Le sport semble en outre devoir lutter avec des phénomènes de radicalisation, qu’ils soient religieux ou politiques. "Le sport, comme notre société, est exposé aux dangers du séparatisme. Il faut qu’on soit là-dessus incroyablement vigilant", incite la ministre, rappelant un ensemble d’armes instaurées à l’été 2021 et visant à lutter contre "le financement occulte" ou les "attitudes prosélytes".
Autre sujet sensible et d’actualité, celui des violences, remis sur la table par les témoignages de gymnastes, dimanche dernier dans Stade 2. Depuis février 2020, une plateforme dédiée au signalement des abus physiques ou psychologiques est accessible (1). "Un dispositif essentiel", qui a déjà abouti sur "plus de 900 signalements". Pour la ministre, l’origine est multiple mais "il y a un travail sur la culture de la performance essentiel à mener dans notre pays. On dit “de la sueur, du sang et des larmes”. […] Mais ce n’est pas comme ça qu’on aide un athlète. […] Pour aller au bout de son effort physique il faut que son corps et son âme aillent bien. De la sueur, du sens et de l’âme." Et tout un logiciel à réinventer chez certains.
(1) signal-sports@sports.gouv.fr
Le CNOSF à l'amende
Le Comité national olympique et sportif français (CNOSF) est en crise. Denis Massiglia, l’ancien président, vient de porter plainte contre X devant le Parquet national financier pour abus de bien social. Au passage, il a demandé la tête de Brigitte Henriques, celle qui lui a succédé. C’est dans ce contexte que doit se tenir l’assemblée générale du CNOSF, le 25 mai prochain.
Pour la ministre des Sports, la "situation n’est pas tenable". C’est ce qu’elle a dit et répété aux lecteurs de Midi Libre, jeudi matin : "J’ai adressé un message très ferme à tout le monde. Ça ne saurait continuer ainsi. Il faut remettre cette maison en ordre. Parce que l’image qui est donnée, a fortiori devant le monde entier à 14 mois des JO avec une quantité de choses encore à sécuriser, c’est juste pas possible. Il y a une échéance importante de la vie démocratique du CNOSF (AG). C’est un moment qui pour moi doit marquer la fin définitive de ces querelles qui sont ridicules et une source d’éloignement des vrais sujets qui doivent mobiliser 100 % de l’attention et de l’énergie de toutes nos équipes aujourd’hui. À savoir la performance de nos athlètes et la qualité d’organisation."
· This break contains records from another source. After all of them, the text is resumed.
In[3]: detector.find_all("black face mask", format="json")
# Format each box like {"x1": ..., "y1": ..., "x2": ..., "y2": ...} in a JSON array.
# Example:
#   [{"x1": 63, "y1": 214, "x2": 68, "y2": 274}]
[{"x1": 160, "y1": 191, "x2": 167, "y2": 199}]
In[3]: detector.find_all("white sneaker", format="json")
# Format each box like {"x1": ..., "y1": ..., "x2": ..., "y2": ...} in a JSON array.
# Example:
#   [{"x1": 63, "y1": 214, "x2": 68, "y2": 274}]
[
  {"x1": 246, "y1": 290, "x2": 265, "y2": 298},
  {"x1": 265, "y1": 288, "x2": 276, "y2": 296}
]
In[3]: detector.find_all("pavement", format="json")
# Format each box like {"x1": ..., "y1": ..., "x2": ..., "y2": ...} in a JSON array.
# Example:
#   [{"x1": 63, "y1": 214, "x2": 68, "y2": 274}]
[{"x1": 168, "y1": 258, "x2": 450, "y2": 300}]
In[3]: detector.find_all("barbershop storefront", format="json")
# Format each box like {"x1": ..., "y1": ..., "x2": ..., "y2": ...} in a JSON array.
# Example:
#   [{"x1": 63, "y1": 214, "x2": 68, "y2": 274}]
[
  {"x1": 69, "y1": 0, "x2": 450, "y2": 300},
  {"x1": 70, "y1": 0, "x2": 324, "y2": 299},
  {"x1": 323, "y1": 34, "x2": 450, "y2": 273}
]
Dans la foulée de cette mise en garde, d’autres oreilles ont sifflé. Après avoir coupé la tête des présidents des fédérations de rugby et football – "tout en gardant un cordon sanitaire pour protéger les équipes" –, Amélie Oudéa-Castéra reconnaît des soucis de gouvernance dans d’autres “fédés”. "Il y a encore des sujets. Il faudra encore prendre des décisions dans les prochains mois. J’espère qu’elles ne seront pas de la même magnitude".
Dans le collimateur, les sports de glace." À la FFSG, on va devoir prendre le taureau par les cornes et faire ce qui doit être fait".